Meanwhile, RCT describes a model of behavior (rational choice), the kinds of consequences we can predict from rational behavior (i.e., the tragedy of the commons), and contextually sparse model situations (for instance, with RCT’s close allies, the game-theoretic ‘Prisoner’s Dilemma’, the ‘Monty Hall Problem’, etc). As models, they are fine enough; but whatever they explain, it isn’t any impressive bulk of the social sciences. It isn’t even a skeleton — it is, perhaps, a hip-bone, or a torso. Whether or not it succeeds as a “theory”, depends on how it defines the domain of phenomena it would like to explain. If it is social behavior with respect to goal-achievement, then it fails. If it is goal-achievement for a great part of the time, then it succeeds.
II. To make a few more philosophical remarks. (Two quick, one longer.)
a) What’s so rational about (let’s face it) dumb, selfish, short-sighted goal seeking?
b) Is the estimation of probabilities and possibilities — of possible worlds — really so rational? These “a prioristic” arguments smack of Pascal’s wager, along with all of its pitfalls.
c) As admitted, rational choice theory seems to fail to describe successful group behavior. And if true, this would be devastating in its own right: for if it were to fail to describe group behavior, then strictly speaking, it wouldn’t even enter the social sciences in the first place, except in a threadbare way as the study of other-influenced psychology, or the study of aggregate behavior.

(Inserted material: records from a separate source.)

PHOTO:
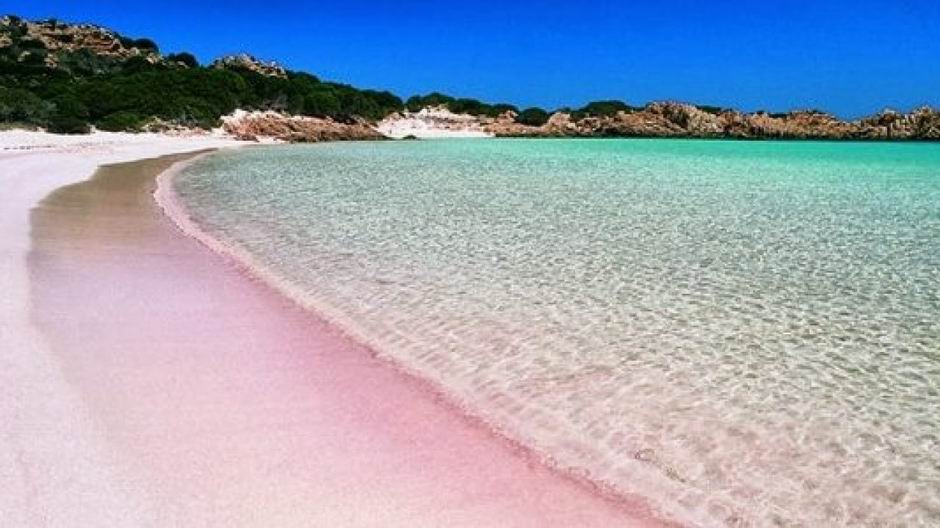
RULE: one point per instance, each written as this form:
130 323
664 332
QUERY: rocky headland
73 78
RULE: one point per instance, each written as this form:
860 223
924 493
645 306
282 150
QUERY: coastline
393 450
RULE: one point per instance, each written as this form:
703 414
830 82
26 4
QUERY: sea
737 333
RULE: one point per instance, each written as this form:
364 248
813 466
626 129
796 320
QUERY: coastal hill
68 78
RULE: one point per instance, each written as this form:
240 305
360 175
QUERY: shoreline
167 200
495 470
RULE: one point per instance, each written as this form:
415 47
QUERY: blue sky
848 57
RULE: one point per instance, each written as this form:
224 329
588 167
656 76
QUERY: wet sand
222 403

But first we should double-check to see that it really is quite so embedded into the view of homo economicus, and quite so distant from the homo sociologicus. Take the following two major situations, which are in the neighborhood of RCT’s stomping grounds, require explanation (borrowed from Jared Diamond’s opus, ‘Collapse’):
i) Using the language of RCT, how do you explain the bottom-up collective behavior of small, enduring, and isolated societies which succeeded to thwart long-term disasters, seemingly with the gift of foresight?
ii) Using the language of RCT, how do you explain the top-down collective behavior of large societies which succeeded to thwart similar disasters?
The answer to i) lies in your analogy: through both rational choice and evolution (of a kind). On the one hand, the lives of individual members of a small, isolated society seem to be intertwined deeply to such an extent that the interests of a single member are identical with the interests of the rest. With enough nags around, and no place to escape to, the pressure is simply there to stay. On the other hand, their techniques were perfected through the trials and errors of passed generations, to such an extent that their technology is merely habitual, not resting on any genuine knowledge-base. Long-term goals are satisfied by induction, which falls to habit.
But the answer to ii), of course, is “we don’t”. Not unless we’re prepared to engage in a study of power relationships — but this is something that, in most cases, RCT isn’t cut out to do.